You will have read or heard dozens of times this week that Gordon Brown had compared himself to Heathcliff.
Except that he didn't.

It was put to him that some other people had compared him to Heathcliff and he gave a jokey reply. That is completely different from making the comparison himself.

Here's the relevant passage from the New Statesman interview in context:

"There is a human side to Gordon. He may be uncomfortable talking about himself, but on the train home our conversation is punctuated with laughter, and most of it is neither nervous nor insincere.
Is he a romantic? I ask. "Ask Sarah," he chuckles. Some women say you remind them of Heathcliff, I suggest. Brown is, after all, brooding and intense. "Absolutely correct," he jokes. "Well, maybe an older Heathcliff, a wiser Heathcliff."

The context is important: a lighter interlude in an interview conducted on a train. Of course, if Brown had paused to reflect on what the media might do with this, he might have said "No comment." But even then the reports might have said 'Brown refuses to deny that he resembles Heathcliff', which would quickly have morphed into 'Brown compares himself to Heathcliff.'

But if Brown does indeed resemble Heathcliff, Tony Blair may need to reconsider what he said in his last Conference speech: "At least I don't have to worry about her [Cherie] running off with the bloke next door."
For here is Cherie on page 30 of her recent memoirs: "it was thanks to [my grandmother] that I discovered Wuthering Heights and fell in love with Heathcliff, Emily Bronte's dark-skinned orphan from Liverpool."

It's so long since I read Wuthering Heights that I was surprised by the revelation that Heathcliff was a Scouser. Somehow it just doesn't feel right.
Heathcliff saying to Cathy: "Come ahead, soft girl. Don't stand there like one of Lewis's. Y'know yer wanna."?
No. I think not.

This will now join the well-established myth that Brown said he liked listening to the Arctic Monkeys, for which he was widely derided.
In that case, the interviewer asked him if he liked the Arctic Monkeys.

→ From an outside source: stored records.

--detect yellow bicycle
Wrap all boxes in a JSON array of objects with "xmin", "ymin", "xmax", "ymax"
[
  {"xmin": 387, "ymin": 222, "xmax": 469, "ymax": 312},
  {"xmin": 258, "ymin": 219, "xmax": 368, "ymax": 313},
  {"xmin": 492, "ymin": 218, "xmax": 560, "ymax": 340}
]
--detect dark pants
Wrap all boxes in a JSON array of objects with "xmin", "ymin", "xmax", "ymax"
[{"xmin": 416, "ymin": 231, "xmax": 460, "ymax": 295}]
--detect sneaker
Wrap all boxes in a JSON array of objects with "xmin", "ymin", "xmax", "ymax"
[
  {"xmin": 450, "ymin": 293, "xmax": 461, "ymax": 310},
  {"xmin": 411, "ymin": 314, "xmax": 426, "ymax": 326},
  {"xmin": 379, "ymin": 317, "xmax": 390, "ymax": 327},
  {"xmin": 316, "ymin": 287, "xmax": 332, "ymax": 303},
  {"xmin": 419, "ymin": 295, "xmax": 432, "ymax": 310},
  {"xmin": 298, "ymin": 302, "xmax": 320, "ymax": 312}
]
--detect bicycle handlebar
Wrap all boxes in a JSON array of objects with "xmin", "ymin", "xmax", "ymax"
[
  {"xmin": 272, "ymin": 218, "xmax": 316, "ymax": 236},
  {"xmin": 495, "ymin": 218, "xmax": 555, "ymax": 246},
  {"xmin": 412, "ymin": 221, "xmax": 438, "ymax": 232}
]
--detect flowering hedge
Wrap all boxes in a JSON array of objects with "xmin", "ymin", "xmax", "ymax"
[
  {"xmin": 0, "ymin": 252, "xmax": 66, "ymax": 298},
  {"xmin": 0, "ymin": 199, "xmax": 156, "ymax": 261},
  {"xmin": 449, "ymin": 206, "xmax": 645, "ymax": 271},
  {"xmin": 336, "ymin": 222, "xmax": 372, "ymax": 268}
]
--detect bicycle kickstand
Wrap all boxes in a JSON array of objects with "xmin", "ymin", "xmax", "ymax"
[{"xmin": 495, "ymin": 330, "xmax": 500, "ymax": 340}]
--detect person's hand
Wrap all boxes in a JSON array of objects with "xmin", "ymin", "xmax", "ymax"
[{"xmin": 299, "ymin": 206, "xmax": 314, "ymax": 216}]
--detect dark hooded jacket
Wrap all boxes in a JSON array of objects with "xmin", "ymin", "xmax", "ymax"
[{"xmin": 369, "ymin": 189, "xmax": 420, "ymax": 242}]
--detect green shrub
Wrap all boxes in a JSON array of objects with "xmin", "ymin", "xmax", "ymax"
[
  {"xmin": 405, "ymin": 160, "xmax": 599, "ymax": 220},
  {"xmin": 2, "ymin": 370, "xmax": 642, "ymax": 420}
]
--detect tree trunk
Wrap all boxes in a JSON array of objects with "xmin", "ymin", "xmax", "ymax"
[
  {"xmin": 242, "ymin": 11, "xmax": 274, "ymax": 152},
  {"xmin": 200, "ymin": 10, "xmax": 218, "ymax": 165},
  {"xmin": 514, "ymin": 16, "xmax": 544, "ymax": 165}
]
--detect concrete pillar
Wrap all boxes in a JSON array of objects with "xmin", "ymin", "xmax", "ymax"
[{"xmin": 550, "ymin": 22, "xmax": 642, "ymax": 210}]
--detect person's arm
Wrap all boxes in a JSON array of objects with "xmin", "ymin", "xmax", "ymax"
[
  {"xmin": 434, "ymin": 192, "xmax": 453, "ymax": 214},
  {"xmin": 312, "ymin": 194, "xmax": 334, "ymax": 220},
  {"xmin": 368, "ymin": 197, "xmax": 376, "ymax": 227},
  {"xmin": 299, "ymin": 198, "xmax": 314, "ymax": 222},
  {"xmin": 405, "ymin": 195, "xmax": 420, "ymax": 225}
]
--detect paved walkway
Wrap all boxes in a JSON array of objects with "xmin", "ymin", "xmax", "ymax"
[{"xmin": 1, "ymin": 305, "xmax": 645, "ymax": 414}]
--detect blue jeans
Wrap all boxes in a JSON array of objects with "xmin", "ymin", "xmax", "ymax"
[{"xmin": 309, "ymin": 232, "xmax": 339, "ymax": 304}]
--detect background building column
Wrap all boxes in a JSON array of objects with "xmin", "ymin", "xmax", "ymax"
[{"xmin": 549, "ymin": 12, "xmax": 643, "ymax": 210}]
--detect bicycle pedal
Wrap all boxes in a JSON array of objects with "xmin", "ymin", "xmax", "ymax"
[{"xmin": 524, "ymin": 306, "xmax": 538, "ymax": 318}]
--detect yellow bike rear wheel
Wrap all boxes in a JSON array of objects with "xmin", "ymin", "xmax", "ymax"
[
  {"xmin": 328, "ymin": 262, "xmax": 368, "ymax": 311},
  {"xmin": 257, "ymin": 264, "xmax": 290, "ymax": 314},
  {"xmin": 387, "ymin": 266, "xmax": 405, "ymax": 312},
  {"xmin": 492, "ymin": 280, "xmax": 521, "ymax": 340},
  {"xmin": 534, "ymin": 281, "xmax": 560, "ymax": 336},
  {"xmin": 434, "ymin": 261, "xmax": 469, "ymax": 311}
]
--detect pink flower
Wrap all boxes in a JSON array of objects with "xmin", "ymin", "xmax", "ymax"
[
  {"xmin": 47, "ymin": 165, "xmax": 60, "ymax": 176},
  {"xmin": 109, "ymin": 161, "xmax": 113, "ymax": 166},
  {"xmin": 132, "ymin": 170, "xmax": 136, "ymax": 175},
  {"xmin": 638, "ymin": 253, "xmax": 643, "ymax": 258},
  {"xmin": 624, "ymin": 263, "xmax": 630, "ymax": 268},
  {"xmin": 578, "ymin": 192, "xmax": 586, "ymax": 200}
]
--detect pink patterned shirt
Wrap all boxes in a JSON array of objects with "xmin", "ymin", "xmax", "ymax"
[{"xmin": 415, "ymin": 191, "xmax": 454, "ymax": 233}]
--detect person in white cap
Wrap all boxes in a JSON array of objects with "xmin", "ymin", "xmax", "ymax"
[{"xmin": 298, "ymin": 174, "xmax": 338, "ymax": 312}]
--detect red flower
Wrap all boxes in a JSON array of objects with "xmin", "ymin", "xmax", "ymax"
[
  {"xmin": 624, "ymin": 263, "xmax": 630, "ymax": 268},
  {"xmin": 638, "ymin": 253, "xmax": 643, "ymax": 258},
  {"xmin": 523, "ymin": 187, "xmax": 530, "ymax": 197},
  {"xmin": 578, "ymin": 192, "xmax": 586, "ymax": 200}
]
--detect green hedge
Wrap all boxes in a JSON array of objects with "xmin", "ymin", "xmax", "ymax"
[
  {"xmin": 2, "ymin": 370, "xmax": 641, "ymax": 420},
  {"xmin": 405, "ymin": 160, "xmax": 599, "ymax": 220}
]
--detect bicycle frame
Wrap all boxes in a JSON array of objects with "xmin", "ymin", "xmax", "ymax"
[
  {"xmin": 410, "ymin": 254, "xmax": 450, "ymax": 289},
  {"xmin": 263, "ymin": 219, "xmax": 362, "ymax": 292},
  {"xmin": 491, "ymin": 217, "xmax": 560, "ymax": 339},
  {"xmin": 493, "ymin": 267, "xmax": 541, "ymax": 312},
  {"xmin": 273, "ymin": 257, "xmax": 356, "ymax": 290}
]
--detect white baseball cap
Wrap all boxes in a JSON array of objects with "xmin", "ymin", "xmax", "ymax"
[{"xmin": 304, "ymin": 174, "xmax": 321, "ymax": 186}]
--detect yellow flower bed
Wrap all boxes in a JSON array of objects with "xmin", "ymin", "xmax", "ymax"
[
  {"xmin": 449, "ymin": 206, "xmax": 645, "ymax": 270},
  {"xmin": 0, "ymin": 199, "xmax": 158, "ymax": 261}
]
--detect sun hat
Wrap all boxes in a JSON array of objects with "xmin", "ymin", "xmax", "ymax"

Brown only said "they would certainly wake you up in the morning."
This is a typical reply to such a question from someone of Brown's age (and mine). Translated, it means: "I've sometimes heard snatches of their music and thought 'What a fucking racket'".
This mis-reporting soon accreted new detail like a snowball rolling down a hill, including the claim that Brown listened to the Arctic Monkeys on his iPod.
I don't even know if Brown has an iPod. He strikes me as a non-iPod man like myself, someone who doesn't want music piped into his head every waking hour.


Following up on my last post about the Christian Registrar who refused to perform Civil Partnership ceremonies and won her case at a tribunal, this was covered on Sunday (Radio 4) today, the religious magazine programme.
Joshua Rosenburg, the Torygraph legal correspondent, explained that the ruling meant that gay rights and religious rights had equal weight in law. One could not have primacy over the other. This baffled the presenter, Roger Bolton, as much as it baffled me.
Asked if a Catholic who worked in a chemist could refuse to sell contraceptives, Rosenburg said no, because that was an essential part of working in a chemist.
But surely today conducting Civil Partnerships is an essential part of working as a Registrar?
The only issue in all this is whether religious beliefs should give exemption from both laws and contracts of employment. If the answer is 'yes', then why is this privilege accorded to religious beliefs and not other beliefs?

Of course, in recent years religions managed to get exemption from various equality laws, although failed to do so in respect of adoption by gay couples because a weakened Blair was over-ruled by his Cabinet.
An unfortunate precedent was set many years ago when Sikh men were given exemption from the legal requirement for motorcycle riders to wear crash helmets.
The other question raised by this is what constitutes a religion or a religious belief? If I were to establish my own religion tomorrow, could I claim exemption from laws and employment duties on the basis of my beliefs? I suspect not.

Incidentally, although I resent two hours of Sunday mornings on Radio 4 being given over to religion, I never miss the 'Sunday' programme. Listening to Christians fighting like ferrets in a sack is vastly entertaining to atheists. And it contains more discussion of homosexuality than any other programme.
I'm always reminded of something that Bernard Levin wrote about political fundamentalists and which is equally true of religions:
"Factions dealing in fictions are prone to frictions leading to fractions."


Listening to Round Britain Quiz in bed last night, I got quite a few of the answers.
In more that 40 years of listening to bits of this programme, I have never even understood the fucking questions.
You see, I don't do cryptic.
That's not who I am.
What the hell had happened? Had my brain suddenly rewired itself?
What next? Will I be able to do quadratic equations or understand string theory?
Maybe it was all a dream. I do hope so.